Se ainda acreditávamos em alguma possibilidade de que os entendidos nas forças armadas estivessem errados, o 3 de junho não permite mais ilusões: não há mais instituições de Estado. Alarmados pelo monstro que ajudaram a criar, o judiciário ainda pode voltar atrás e reagir: STE pode cassar a chapa, o STF pode afastar o presidente, pode decretar tudo o que quiser, em vão: o judiciário não possui sequer um cabo e um soldado para levar o recado ao presidente. 

Bolsonaro não tem o apoio da maioria da população, e isso é mero detalhe (como em 64 os militares tampouco tinham): tem a maioria dos donos da grana, a maioria dos seus serviçais (médicos, advogados, jornalistas, economistas e outros “doutores” assalariados que se acham ricos), a maioria da mídia, que faz uma oposição tão aguerrida quanto a seleção brasileira em certo jogo contra a Alemanha no estádio Mineirão; se não tem a maioria, tem parte considerável do judiciário e do Ministério Público, e mais importante: tem a grande maioria das armas: forças armadas, polícias e forças paramilitares (conhecidas no Rio de Janeiro como milícias, no resto do mundo como máfias). 

As forças progressistas e populares precisam assumir a situação tal qual ela é: nossa democracia, que era de baixíssima intensidade, é, desde 2014, uma democracia de fachada.
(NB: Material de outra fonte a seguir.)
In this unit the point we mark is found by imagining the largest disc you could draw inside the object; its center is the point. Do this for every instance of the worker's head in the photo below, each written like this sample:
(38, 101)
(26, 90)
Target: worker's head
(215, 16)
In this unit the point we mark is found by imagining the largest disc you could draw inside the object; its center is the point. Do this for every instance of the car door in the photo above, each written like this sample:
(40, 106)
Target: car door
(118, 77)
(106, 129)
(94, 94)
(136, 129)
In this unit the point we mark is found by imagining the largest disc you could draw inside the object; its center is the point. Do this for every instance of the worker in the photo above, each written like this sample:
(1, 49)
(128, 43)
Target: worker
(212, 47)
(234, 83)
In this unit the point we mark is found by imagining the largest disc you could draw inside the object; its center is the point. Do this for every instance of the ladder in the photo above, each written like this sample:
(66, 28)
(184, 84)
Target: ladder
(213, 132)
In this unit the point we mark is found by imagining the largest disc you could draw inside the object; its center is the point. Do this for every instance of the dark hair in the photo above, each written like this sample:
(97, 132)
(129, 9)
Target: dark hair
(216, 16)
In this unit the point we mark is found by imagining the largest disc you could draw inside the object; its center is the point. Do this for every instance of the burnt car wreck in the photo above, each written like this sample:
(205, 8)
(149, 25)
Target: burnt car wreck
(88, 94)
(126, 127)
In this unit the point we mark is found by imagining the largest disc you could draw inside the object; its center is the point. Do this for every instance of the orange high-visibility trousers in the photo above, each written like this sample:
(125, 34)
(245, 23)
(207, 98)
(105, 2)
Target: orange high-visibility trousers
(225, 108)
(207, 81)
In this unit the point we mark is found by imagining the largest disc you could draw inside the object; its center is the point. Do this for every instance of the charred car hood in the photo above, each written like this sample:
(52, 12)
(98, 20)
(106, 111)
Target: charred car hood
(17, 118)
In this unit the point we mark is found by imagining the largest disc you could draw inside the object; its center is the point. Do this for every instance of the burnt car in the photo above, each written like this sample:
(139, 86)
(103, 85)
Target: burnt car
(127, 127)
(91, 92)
Ou, sem firulas: não é democracia. Precisamos parar de esperar que instituições teoricamente de Estado, mas que sempre foram guarida para uma casta de mandarins entreguistas, tenham pela primeira vez na sua história qualquer apreço pelo Estado, pelo país ou pela sua população: carro blindado não é empecilho para essa casta, a universidade de Lisboa ou de Cornell estão ao alcance de seus filhos, e Miami fica só a oito horas de São Paulo. Não vai haver nenhum movimento por parte da maioria que compõe essas instituições e não faz sentido tentar restaurar uma democracia que sempre foi uma quimera: é necessário um novo pacto social.

Contudo, o que vemos é uma permanente discussão sobre 2022 - o que é válido e necessário, diga-se de passagem -, como se a eleição de Lula (ou Ciro, dentre os que ainda acham que ele é viável) fosse capaz de resolver, por si só, qualquer coisa. Sem mobilização, sem construção de base, pouco adianta vencer eleições majoritárias: minora aspectos mais medonhos e gritantes, mas a essência da nossa democracia tutelada segue a mesma. Contudo, a situação é ainda pior: sem mobilização popular, não vai ter vitória de Lula ou de qualquer nome progressista em 2022 - o contexto político mundial não sinaliza apoio a uma ditadura explícita, então é de se crer que teremos eleições fajutas, como as de 2018.

Com isto não quero dizer que estamos derrotados, pelo contrário: o futuro em aberto está. Só que precisamos abandonar o pensamento mágico de um salvador da civilização e passar a atuar desde já (e não só nas nossas bolhas virtuais): a constituinte de 1988 e a desconstituinte de 2016 em diante são mostras do quanto a mobilização popular faz diferença mesmo nos acordos das elites que alijam a maioria do povo. Vira voto em segundo turno é ação de desespero - até agora sem demonstrar resultados efetivos: precisamos virar percepções de mundo, mentalidades, formas de se engajar na política.